Maybe you’re a long time reader of fantasy and science fiction (sci-fi) or maybe you’re just becoming interested in the genres.  In either case, chances are, you’ve run across Ann McCaffrey’s name.  She’s one of the most prolific and certainly among the most respected names in these genres.  Sometimes called the Dragon Lady by her fans, it is used only lovingly for her Planet Pern series of books is vast, numbering 14 or 15 books at present.  Like many sci-fi writers, there is often a political point to her work.  In fact, her first book called Restoree is a sort of protest piece about the way women were portrayed in SciFi books of the 1950s and 1960s.

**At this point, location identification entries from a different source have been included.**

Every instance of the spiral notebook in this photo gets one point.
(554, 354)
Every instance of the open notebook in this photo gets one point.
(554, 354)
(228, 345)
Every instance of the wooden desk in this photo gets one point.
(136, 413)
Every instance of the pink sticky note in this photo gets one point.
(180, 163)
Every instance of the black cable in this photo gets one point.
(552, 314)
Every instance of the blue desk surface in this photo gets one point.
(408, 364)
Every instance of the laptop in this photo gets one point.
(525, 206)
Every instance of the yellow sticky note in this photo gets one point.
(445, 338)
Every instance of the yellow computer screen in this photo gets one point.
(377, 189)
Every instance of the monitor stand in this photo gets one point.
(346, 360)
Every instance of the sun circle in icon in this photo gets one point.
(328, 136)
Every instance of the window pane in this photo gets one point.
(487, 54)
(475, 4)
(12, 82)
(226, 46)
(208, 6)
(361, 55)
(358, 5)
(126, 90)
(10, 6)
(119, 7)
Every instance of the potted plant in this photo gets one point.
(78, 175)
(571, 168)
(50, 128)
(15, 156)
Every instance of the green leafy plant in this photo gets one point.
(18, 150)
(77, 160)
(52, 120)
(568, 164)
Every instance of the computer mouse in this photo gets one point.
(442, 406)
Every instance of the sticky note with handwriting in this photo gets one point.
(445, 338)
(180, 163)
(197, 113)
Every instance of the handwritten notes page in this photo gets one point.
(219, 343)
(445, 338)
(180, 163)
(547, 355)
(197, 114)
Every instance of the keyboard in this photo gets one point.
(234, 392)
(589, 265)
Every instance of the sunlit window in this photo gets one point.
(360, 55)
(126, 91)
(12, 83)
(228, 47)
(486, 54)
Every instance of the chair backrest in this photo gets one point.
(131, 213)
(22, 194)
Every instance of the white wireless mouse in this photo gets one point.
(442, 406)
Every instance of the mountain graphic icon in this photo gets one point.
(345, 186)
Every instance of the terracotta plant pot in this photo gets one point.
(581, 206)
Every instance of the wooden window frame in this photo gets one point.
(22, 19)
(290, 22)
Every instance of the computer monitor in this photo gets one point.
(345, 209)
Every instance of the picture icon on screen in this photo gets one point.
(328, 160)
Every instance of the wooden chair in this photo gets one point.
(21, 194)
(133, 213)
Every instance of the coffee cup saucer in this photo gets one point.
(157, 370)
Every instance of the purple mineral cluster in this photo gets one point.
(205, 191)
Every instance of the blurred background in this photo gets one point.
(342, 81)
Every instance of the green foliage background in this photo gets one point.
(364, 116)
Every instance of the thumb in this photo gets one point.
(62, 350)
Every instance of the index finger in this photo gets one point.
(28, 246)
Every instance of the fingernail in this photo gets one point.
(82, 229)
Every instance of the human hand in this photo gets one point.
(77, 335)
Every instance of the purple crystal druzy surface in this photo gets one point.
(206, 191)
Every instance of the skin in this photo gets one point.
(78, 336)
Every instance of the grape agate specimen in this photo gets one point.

In her Pern books, Rukbat is it’s star; they are in the Sagitarian sector and Pern is the third of 5 planets, two asteroid belts and a newer stray planet it attracted more recently.  Spores fell on this temperate hospitable planet and grew quite rapidly and consumed everything, which caught the colonists off guard.  They were devastated by the loss of their crops and useful vegetation; only fire could kill the threads, only stone and metal could stop it’s progress.  The colonists began breeding a highly specialized life form called dragons. Dragons could instantly teleport from place to place and could also, after eating a phosphine-bearing rock, emit flaming gas and could thus char Thread from mid air.  Colonist men and women high in empathic ability were used to partner with dragons, to train them and to form life-long relationships with them.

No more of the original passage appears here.